A serving platform needs explicit latency/throughput objectives to (a) alert on
regressions, (b) drive future autoscaling/admission decisions, and (c) answer "what
degrades first under load?". The objectives must be grounded in a measured baseline on real
hardware, not guessed, and expressed against metrics we actually scrape.

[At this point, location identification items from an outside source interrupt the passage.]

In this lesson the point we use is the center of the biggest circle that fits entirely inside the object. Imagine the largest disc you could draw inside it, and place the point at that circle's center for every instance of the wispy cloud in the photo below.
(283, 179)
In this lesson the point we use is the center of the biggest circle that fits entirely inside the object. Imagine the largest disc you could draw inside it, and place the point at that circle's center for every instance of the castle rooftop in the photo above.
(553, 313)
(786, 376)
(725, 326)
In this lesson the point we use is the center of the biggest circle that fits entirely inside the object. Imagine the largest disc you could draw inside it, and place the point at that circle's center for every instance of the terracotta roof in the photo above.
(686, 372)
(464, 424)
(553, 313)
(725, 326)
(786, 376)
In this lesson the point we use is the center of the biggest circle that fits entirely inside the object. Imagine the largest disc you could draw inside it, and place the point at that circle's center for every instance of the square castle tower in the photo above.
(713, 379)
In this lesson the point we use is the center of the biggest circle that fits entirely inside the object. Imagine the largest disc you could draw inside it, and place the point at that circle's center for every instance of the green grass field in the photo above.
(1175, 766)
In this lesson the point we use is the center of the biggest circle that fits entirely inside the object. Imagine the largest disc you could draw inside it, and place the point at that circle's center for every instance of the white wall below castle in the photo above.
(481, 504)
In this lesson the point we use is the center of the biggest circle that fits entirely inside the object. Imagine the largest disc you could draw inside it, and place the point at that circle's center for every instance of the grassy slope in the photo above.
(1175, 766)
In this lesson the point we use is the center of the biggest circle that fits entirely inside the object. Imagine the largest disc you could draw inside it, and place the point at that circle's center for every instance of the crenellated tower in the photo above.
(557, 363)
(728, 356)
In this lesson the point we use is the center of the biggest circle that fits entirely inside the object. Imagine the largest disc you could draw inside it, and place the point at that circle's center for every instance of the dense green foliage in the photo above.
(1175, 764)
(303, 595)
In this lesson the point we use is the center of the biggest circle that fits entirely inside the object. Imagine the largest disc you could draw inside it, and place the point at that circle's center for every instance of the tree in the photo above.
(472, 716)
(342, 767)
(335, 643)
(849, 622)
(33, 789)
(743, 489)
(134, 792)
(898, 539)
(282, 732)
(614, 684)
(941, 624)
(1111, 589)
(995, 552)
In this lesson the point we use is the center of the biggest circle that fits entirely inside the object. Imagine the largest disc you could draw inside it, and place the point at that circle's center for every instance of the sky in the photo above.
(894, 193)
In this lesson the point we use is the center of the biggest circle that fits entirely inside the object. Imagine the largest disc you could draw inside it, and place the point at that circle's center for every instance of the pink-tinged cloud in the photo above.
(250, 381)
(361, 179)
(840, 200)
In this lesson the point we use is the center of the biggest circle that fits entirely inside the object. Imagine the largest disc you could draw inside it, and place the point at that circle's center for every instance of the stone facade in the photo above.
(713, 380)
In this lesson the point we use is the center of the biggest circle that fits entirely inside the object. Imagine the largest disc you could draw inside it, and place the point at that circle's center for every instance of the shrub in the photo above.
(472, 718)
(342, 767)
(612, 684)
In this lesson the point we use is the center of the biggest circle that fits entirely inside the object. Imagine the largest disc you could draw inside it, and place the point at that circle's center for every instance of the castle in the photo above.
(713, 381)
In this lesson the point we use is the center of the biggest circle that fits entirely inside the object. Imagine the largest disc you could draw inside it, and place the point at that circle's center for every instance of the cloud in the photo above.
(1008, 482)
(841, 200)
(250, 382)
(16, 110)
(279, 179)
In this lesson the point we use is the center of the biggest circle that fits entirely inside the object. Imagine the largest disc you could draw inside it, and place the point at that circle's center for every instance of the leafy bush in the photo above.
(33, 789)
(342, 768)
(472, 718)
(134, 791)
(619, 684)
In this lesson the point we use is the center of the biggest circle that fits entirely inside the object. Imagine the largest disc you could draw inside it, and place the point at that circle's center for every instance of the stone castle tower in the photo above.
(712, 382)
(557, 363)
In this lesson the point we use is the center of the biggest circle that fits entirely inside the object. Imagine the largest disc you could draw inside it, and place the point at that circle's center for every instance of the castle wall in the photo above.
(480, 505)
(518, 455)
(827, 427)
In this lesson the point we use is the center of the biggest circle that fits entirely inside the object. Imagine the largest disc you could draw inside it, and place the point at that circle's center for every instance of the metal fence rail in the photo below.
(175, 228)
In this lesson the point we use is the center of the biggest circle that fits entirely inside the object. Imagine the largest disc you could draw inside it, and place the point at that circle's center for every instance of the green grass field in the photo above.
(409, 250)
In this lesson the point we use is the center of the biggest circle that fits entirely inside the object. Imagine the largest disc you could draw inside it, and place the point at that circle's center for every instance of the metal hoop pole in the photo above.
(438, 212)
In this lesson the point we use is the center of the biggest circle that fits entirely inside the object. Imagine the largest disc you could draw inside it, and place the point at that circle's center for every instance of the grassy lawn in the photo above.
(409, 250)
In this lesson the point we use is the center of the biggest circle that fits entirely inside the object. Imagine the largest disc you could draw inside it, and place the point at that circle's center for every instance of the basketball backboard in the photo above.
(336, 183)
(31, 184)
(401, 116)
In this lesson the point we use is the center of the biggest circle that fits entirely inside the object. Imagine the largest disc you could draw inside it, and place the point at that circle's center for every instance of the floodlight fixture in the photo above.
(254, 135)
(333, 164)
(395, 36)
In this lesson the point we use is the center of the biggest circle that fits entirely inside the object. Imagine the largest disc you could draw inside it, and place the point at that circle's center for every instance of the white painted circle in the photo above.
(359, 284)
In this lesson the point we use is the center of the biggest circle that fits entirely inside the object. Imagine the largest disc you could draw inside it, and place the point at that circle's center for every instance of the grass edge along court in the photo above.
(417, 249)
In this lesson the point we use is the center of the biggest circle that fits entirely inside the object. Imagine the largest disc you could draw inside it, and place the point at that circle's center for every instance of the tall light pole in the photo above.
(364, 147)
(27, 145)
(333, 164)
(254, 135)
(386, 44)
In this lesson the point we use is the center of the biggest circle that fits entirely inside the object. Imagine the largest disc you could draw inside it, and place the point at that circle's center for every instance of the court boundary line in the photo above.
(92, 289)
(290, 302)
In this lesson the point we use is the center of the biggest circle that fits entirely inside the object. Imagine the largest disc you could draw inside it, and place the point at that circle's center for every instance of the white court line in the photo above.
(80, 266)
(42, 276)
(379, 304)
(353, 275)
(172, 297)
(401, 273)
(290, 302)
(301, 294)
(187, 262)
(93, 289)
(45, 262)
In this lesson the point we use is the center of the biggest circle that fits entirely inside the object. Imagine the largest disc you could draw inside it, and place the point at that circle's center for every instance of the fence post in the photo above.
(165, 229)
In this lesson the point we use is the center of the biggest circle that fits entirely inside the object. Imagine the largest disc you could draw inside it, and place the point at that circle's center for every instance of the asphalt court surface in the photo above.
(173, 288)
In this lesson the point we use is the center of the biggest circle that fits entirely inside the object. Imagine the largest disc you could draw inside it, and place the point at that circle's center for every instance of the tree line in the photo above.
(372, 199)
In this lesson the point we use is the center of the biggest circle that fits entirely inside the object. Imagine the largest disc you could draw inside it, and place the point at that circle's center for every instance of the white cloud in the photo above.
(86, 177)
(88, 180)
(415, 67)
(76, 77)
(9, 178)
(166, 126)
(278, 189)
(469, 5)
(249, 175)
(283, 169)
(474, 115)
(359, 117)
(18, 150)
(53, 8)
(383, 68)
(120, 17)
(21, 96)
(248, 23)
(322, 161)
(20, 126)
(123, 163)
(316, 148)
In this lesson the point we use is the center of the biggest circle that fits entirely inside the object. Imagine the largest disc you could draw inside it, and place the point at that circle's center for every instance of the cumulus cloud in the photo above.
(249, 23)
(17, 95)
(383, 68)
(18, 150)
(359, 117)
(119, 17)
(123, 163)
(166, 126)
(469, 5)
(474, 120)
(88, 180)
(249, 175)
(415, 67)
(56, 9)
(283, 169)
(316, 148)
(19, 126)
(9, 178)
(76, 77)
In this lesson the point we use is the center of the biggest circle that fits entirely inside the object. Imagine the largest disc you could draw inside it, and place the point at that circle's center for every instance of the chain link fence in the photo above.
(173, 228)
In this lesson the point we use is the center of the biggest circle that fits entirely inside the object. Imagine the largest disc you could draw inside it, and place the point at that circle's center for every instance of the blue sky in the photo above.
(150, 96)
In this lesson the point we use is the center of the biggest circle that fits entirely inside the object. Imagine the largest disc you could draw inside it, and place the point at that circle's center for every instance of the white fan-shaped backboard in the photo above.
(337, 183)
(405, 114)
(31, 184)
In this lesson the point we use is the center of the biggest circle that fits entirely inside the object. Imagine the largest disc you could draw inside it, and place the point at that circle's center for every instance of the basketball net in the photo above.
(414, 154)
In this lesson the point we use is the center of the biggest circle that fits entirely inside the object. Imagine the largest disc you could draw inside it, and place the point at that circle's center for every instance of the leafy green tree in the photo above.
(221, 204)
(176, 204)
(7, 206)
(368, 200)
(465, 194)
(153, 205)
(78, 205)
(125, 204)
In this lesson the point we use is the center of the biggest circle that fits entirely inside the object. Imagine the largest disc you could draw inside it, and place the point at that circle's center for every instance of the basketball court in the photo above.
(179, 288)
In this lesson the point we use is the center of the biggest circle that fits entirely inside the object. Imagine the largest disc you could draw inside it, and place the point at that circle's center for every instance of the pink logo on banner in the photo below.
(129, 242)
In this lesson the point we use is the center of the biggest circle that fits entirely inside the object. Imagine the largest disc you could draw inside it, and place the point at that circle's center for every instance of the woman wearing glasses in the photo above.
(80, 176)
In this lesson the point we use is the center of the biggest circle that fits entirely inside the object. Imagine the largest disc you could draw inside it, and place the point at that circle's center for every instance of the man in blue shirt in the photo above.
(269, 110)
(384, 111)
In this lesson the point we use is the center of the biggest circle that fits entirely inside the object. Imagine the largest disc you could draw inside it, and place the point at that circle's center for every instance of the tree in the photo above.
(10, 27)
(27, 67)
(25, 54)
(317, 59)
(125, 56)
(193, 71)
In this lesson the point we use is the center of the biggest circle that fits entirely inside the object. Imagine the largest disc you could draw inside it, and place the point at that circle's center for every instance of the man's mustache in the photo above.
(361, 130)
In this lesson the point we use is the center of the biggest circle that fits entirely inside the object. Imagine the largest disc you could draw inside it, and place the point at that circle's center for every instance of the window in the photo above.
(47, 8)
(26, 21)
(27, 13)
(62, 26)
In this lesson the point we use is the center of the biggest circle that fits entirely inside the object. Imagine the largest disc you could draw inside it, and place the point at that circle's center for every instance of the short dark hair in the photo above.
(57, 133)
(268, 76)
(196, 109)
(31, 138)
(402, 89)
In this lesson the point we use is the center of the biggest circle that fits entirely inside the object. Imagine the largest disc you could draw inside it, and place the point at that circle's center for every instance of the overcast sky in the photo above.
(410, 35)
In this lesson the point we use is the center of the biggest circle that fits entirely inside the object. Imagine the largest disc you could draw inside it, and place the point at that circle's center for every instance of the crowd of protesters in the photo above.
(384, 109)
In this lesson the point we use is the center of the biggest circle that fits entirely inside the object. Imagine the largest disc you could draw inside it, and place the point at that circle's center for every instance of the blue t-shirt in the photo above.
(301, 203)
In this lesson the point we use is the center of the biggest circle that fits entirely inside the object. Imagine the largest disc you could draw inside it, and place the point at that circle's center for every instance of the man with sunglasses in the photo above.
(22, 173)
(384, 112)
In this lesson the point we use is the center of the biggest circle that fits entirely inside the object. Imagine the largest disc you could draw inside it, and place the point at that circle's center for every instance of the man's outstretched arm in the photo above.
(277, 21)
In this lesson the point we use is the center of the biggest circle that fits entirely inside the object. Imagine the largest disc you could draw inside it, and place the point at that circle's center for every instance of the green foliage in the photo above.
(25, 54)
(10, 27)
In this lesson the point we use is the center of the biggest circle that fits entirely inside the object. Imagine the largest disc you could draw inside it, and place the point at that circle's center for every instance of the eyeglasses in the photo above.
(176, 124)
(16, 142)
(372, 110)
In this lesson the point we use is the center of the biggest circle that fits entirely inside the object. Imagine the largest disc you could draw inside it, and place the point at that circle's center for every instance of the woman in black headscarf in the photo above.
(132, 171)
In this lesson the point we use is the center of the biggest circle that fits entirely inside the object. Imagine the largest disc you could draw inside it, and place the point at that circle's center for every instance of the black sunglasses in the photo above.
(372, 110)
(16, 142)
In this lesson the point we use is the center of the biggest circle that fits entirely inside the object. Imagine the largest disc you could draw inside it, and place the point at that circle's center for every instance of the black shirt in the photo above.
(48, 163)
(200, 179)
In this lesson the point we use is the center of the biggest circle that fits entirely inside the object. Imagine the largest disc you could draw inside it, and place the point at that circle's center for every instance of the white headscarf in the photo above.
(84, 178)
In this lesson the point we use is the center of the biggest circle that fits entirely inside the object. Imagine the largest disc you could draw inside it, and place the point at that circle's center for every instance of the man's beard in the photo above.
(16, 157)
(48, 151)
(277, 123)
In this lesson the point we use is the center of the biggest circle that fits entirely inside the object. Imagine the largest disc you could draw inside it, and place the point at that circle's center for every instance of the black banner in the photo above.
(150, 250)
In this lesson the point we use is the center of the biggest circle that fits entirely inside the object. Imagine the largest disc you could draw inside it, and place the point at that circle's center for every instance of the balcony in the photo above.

The baseline ([`docs/benchmarks.md`](../benchmarks)) is a closed-loop concurrency sweep
of `Qwen2.5-0.5B-Instruct` on one L4 (256-in/128-out), commit `8e78aaa`. Its shape:

* **Compute-bound, not memory-bound:** GPU util pins at 100 % while KV-cache peaks at \~1 %
  and nothing queues (`waiting = 0`). On a single GPU the GPU itself is the limit; adding
  replicas can't help.
* **TTFT degrades first:** TTFT p50 grows \~5× (27 → 135 ms) across concurrency 1 → 32,
  while ITL stays \~5-12 ms. Prefill contention is the leading indicator of saturation.
* **Throughput scales near-linearly to saturation:** 168 → 3773 output tok/s as util
  approaches 100 %; past that, concurrency trades latency for throughput.

## Decision

Adopt these SLIs and initial SLOs for the raw-vLLM baseline (small model, single L4). They
are deliberately set near the measured saturation knee so a breach means "approaching the
GPU's limit," and will be re-derived per model/GPU as the matrix grows.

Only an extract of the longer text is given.